Information and Qualia

Information has no qualia, no phenomenal properties, it is pure causation. More specifically, in the case of the aptly named action potential, it is a causation vector, a potential cause of a particular origin. This is another aspect of the problem of IMPD, since the information stream in the brain has no phenomenal characteristics, it cannot explain how variations in them can arise. It can have no phenomenal characteristics as a matter of empirical fact because action potentials of different sorts, say visual and auditory can impinge on single cell and we don’t have a see/hear sensation, we see and hear at the same time, but we don’t see/hear. Seeing is because of visual tract activity, but it is not that activity, this also because seeing is more than having the qualia of seeing..

Not only can’t information theory explain IMPD, it can’t explain why qualia very within the modality. It can’t explain why orange is different from red, much less why red is different from loud or sweet. The problem is not that we know their different, the problem is that they appear different. The problem isn’t that we can know, say or think they’re different; the problem is the difference in the qualia. Saying, knowing, realizing, acting as though, being aware of…these are cognitive, information based, cortical. Now, noting the difference assumes there’s a difference to be noted. But this difference is not the phenomenal difference, this difference associated with the qualia it is the difference in the physical phenomenon. Orange and red are different wavelengths, this can be picked up by the nervous system, the fact that they look different is not a CNS phenomenon. Knowing that they’re different is CNS, seeing them differently is not.

Thursday, February 14, 2008

“Ought” is Subordinate to “Is”

Epistemology is subordinate to ontology, because “ought” is subordinate to “is” . The question of primacy in epistemology is settled easily –ought is again subordinate to is (possible) , or to what can or could be. Any word must have a driving function whose fundamental nature can be delineated. For words not immediately related to experience of the external world, the menu is limited to neurological operations, to combinations and variations of parameters related to various neurological and neurological system states. There are only so many things I can put behind words such as true, explanation, knowledge etc., the question then becomes what are these things now, and what should they be.

A given speakers epistemology then becomes a question involving an individual lexicon at a given moment.

How does language work? As it is internalized either visually or audibly we convert from the sensible to the neurological.
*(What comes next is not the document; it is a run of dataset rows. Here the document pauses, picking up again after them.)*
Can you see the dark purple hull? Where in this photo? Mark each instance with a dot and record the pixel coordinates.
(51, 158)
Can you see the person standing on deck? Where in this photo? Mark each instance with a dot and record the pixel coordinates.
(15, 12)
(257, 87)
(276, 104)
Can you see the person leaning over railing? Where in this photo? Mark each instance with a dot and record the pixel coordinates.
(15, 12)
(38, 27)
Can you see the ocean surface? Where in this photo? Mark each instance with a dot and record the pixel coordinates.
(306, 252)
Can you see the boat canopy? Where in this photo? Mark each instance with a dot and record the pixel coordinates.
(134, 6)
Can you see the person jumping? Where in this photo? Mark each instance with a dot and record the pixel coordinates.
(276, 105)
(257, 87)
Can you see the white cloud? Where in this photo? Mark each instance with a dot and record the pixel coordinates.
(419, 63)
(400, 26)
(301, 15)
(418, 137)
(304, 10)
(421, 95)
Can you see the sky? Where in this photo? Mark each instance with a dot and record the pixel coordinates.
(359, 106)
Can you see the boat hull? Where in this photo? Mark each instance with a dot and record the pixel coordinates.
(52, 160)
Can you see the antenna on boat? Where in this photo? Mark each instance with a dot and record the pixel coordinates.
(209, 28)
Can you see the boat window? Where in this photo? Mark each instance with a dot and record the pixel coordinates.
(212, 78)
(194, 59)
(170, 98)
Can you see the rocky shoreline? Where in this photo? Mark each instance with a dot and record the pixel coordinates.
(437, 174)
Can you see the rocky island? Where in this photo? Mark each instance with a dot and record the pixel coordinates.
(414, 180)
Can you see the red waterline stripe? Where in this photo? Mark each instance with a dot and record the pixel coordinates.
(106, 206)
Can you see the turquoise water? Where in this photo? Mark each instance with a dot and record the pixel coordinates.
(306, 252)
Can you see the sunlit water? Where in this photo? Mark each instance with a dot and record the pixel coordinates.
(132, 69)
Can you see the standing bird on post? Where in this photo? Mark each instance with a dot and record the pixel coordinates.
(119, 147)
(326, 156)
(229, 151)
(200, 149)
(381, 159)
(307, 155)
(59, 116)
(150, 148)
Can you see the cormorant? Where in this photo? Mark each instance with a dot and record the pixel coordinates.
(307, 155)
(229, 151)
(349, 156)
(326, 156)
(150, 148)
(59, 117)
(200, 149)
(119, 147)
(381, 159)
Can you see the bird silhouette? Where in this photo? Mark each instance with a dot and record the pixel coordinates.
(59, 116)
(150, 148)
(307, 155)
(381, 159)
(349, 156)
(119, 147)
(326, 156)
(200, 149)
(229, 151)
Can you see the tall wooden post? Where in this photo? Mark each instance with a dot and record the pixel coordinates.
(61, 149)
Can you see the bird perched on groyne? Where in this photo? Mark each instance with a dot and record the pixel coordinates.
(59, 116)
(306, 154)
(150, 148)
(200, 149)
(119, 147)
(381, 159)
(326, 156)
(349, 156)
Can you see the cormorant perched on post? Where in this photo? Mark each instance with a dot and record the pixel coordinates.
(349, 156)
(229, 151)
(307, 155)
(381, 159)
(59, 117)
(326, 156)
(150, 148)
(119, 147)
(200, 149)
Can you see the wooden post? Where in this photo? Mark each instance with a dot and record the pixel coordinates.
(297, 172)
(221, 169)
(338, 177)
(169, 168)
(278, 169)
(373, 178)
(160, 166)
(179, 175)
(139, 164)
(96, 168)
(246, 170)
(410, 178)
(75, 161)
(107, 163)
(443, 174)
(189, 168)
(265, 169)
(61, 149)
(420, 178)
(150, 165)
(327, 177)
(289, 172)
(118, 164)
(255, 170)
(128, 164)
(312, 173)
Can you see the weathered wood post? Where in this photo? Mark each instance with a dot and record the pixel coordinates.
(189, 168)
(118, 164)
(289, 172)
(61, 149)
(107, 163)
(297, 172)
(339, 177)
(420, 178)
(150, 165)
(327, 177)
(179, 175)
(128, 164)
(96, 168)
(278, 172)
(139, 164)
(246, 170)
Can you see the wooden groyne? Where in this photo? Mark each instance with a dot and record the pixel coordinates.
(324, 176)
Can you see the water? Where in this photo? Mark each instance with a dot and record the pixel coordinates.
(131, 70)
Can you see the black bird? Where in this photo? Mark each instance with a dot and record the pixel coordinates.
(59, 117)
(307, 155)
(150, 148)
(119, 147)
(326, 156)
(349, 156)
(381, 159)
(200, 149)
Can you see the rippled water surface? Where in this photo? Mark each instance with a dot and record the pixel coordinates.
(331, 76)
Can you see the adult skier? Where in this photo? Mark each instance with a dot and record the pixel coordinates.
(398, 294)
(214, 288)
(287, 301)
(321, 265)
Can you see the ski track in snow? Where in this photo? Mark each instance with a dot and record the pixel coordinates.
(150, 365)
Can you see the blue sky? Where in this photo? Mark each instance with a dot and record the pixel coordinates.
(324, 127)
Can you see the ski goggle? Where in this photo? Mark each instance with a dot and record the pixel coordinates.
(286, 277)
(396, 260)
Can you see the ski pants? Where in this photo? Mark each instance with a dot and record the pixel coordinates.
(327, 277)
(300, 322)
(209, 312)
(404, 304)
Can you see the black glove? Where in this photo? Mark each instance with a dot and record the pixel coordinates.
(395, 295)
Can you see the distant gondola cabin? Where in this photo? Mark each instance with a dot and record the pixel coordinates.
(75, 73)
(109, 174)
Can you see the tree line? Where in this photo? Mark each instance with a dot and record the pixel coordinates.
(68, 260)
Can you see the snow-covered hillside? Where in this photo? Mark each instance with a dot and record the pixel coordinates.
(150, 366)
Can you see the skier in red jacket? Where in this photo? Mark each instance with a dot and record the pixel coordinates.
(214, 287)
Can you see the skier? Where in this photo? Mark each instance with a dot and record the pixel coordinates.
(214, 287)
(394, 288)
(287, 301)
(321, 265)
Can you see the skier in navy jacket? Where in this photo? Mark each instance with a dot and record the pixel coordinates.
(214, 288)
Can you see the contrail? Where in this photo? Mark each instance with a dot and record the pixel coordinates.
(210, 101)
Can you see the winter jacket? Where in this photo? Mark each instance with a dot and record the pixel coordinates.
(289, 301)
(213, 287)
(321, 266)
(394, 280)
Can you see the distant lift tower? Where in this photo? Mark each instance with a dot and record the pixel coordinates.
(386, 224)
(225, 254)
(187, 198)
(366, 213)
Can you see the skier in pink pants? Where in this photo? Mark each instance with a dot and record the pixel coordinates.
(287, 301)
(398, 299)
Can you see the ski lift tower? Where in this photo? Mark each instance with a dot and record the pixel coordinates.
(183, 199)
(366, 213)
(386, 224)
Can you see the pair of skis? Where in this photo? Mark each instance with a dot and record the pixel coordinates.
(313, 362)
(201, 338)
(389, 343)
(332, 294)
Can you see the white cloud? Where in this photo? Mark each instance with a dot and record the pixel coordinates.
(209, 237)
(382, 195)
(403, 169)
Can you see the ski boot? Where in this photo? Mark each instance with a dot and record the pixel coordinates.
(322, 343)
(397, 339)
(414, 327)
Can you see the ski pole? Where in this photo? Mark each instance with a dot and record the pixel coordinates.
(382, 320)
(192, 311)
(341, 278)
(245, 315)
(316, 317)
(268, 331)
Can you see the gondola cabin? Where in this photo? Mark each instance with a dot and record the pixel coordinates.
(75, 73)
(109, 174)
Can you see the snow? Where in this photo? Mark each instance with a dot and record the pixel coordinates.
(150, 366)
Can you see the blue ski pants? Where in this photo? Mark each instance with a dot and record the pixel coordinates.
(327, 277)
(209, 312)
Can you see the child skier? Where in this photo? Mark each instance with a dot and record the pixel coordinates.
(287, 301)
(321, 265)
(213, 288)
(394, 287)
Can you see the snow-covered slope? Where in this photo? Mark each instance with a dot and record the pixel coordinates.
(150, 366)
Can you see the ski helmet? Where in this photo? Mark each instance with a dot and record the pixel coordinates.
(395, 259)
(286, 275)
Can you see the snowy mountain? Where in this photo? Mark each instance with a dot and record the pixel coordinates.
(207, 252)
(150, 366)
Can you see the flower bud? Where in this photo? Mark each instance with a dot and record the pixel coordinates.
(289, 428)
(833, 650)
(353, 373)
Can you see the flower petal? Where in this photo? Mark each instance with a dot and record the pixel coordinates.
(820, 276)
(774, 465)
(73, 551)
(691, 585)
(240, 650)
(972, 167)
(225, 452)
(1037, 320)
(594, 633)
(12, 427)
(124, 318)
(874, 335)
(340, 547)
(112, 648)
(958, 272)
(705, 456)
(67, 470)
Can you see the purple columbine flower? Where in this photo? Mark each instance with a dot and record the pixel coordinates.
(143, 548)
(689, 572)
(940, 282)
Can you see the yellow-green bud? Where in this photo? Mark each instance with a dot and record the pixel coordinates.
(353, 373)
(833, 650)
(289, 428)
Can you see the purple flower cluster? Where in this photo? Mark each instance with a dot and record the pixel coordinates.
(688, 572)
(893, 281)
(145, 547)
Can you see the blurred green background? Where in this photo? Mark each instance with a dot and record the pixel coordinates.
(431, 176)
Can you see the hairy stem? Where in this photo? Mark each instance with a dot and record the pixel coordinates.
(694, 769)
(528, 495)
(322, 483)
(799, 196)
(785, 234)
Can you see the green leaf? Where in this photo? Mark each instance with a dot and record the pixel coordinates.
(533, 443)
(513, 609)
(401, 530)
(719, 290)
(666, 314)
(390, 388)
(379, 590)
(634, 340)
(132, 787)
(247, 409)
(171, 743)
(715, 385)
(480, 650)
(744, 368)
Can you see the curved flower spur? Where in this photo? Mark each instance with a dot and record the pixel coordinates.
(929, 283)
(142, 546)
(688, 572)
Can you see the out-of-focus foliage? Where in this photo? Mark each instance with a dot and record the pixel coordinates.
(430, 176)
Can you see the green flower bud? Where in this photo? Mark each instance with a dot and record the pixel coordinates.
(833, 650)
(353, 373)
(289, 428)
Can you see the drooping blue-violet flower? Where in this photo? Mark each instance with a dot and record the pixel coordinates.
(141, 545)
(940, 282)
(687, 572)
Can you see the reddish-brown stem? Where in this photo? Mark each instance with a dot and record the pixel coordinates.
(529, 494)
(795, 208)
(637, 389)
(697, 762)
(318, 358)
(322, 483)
What is the next level- syntactic? Notice that “Colorless green ideas sleep furiously. “ is at some sense comprehensible just as it is simultaneously meaningless. What is the evidence that semantics follows syntax? That the processing isn’t simultaneous? Syntax and semantics maybe logical as opposed to neurological distinctions. There maybe some neuro- research on this. Fmri’s on the difference.


Grant that I comprehend a proposition and that it is meaningful, e.g. it is syntactically and semantically acceptable. Does it convey information? Can it do so outside of a wider context? “The cat is on the mat.” Is this informative unless I know what cat and what mat is being talked about? I need to know something about the referenced entities. “Lincoln was a great president.” Maybe, maybe not, perhaps I have a theory to the effect that he could have prevented the civil war, or that he put the union above the abolition of slavery and thus was morally deficient.


The Lincoln proposition is a value judgment, I understand it as such if I know English and importantly, history. I know that somebody who asserts it, if I understand that they are asserting it; they could be doing something else; is making a value judgment and is probably in their view representing a fact.